The Sri Lanka tea industry would have to face many challenges during
the year, the report says. Among them being the country's emphasis to
produce teas of high quality, while managing its production levels.
Another challenge is the European Union requirement for all suppliers of
tea to be HACCP compliant. Also, to be a party to the Ethical Tea
Partnership (ETP), becoming a requirement, so that producers could keep
abreast of international competition.
Another important factor that might influence tea prices is the
likely variation in the exchange rates. The Sri Lankan rupee was
relatively stable against the US dollar during 2005 in the aftermath of
the tsunami, but is now likely to divert to the patterns of
depreciation, of the past. This would in turn strengthen the Colombo
auction tea prices in rupee terms.
Kenya, Sri Lanka's arch rival in tea exports, volumewise, has
reported a crop shortfall of 25 percent for the first quarter, against
the corresponding months of 2004. This factor, combined with the low
crop intake during the first quarter, made way for liquoring small leaf
teas to account for record price levels of $3 to $4 per kilogram, during
that quarter.
However, with the high tea output expected during the second quarter,
tea prices of all categories are likely to fall considerably,
particularly, for the mediocre and poor flavoured teas. The high carry
over of stocks, YoY building up to over 50 million kilos, in 2006, may
also weigh the production factor against price.

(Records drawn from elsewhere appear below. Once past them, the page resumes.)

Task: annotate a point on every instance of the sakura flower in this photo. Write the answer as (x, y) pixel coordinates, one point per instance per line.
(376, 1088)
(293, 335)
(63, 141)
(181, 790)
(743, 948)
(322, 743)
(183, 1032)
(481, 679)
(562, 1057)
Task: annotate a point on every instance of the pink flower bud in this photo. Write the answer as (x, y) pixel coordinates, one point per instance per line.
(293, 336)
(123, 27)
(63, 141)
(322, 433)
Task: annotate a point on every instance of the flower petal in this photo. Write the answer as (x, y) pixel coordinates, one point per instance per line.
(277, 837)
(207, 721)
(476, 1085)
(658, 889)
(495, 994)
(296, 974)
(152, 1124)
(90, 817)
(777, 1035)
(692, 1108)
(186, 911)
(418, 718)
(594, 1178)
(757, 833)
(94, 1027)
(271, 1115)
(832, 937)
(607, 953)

With the Mombasa auction in Africa, having limited availability, UK,
Egypt and Pakistan were compelled to look towards other origins and
India and Sri Lanka were the beneficiaries.
Meanwhile, during 2005, Colombo continued to fetch the highest
average cumulative prices, averaging $1.85 per kilo, followed by Kolkota
- $1.57, Mombasa - $1.47, Guwahati - $1.36, Chittagong - $1.20, Cochin -
$1.19, Jakarta - $1.02 and Lime - $0.92.